- Origin: Chicago, U.S.; currently Los Angeles, U.S.
- Genres: Sophistipop, Indie-pop
- Years active: 2004–present
- Labels: March Records What Are Records? Le Grand Magistery
- Members: Stephen Becker
- Website: leconcordemusic.com

= Le Concorde (band) =

American sophistipop band

Le Concorde is a Los Angeles-based sophistipop musical project by singer, songwriter, and multi-instrumentalist Stephen Becker.

== History ==
Le Concorde's first album was a self-titled EP released in 2004. It includes a collaboration with the Psychedelic Furs guitarist, John Ashton, and their saxophone player, Mars Williams, on the track "The Sound of Your Name." The EP was produced by Ellis Clark and Ed Tinley and mastered by Emily Lazar at The Lodge, NYC. The EP received generally favorable reviews with AllMusic.com’s review, calling it “very pretty music”.

After the release of the self-titled EP, the band was signed to March Records and released Universe and Villa in 2005. The album was produced and engineered by Ed Tinley and Ellis Clark, and included contributions from Kevin Tihista and Steve Gillis, formerly of Filter. Reviews for the album were generally positive, with PopMatters stating "There’s no denying that Becker knows his way around a pop tune, providing ample hooks and textures, filling every nook and cranny with some sort of flourish".

In 2007, the band signed with the record label Le Grand Magistery and released the EP, Suite. The EP was recorded in Los Angeles with producer David Gamson, in Chicago with producers Ed Tinley and Ellis Clark.

In 2010, the band released the full-length album House, the band’s second release with Le Grand Magistery. The album saw the continued collaboration with producer David Gamson, as well as tracks produced by Chicago producer, Vince Lawrence. The album was mastered by Greg Calbi and Ron McMaster, with production collaboration continuing with Ed Tinley. The track "Sometimes It's Hard" appeared in the film Under the Silver Lake, starring Andrew Garfield.

===Second Mansions===
In early 2025, Le Concorde announced a forthcoming full-length album titled Second Mansions, and began releasing a series of digital-only singles from the album.
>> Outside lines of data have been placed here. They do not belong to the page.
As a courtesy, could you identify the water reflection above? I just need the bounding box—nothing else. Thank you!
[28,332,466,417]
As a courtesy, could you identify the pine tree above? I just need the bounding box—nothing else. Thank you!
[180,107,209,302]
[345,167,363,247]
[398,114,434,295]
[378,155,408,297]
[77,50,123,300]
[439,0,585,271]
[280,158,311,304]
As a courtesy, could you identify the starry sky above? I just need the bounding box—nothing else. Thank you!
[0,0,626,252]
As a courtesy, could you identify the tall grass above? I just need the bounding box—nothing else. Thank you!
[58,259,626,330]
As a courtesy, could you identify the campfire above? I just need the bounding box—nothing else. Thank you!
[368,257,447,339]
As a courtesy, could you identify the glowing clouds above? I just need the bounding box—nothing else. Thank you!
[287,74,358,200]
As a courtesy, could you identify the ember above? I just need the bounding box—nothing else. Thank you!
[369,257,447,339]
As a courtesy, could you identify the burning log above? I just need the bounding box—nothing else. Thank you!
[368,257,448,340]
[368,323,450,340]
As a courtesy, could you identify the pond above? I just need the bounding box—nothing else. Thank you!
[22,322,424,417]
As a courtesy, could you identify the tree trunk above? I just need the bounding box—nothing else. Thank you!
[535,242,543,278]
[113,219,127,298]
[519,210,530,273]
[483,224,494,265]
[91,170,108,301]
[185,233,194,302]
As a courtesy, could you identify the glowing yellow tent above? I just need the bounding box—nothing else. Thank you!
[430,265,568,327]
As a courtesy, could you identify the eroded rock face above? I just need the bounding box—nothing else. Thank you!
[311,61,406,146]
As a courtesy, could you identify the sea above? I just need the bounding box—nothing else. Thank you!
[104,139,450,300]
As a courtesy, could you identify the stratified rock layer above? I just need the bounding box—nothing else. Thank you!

Released in February 2025, the first single, "Corpus Christi", was inspired by Blessed Carlo Acutis – a Catholic teenager from Italy who documented Eucharistic miracles on a website and online database before he died from leukemia at age 15 in 2006; his canonization for sainthood was announced by the Vatican in 2025. A tribute to Acutis's interest in computer programming and video games, the track's synth-pop aesthetic was accompanied by a pixel-art music video reminiscent of 1980s arcade games. The official music video was featured at the 2025 Golden Door Film Festival and was a finalist in the 2025 Rome Prisma Film Awards.

The second single, "Saint James", was released in July of 2025 on Kecharitomene, the band's own label. The song references the apostle, St. James the Greater and the pilgrimage known as The Way of St. James (Camino de Santiago). Becker has stated in interviews that he began writing the song while in Santiago de Compostela, the end point of the pilgrimage, and that he was undergoing a profound reversion to his Christian/Catholic faith at that time.

"Morning by Morning" was released on August 8, 2025, and has been described as a track that "reimagines the love song through a cinematic and spiritual lens".

All three singles were produced by Calum Malcolm and feature contributions from various studio musicians, including drummers Ash Soan and Ross McFarlane, bassists Vinzenz Benjamin and Lewis Gordon, vocalists Doris Brendel, Jon Auer, and Ken Stringfellow, keyboardist Roger Joseph Manning Jr., and harmonica players Brendan Power and Ross Garren.

==Discography==
- Studio albums
- Le Concorde EP (2004)
- Universe and Villa (2005) – March Records / What Are Records?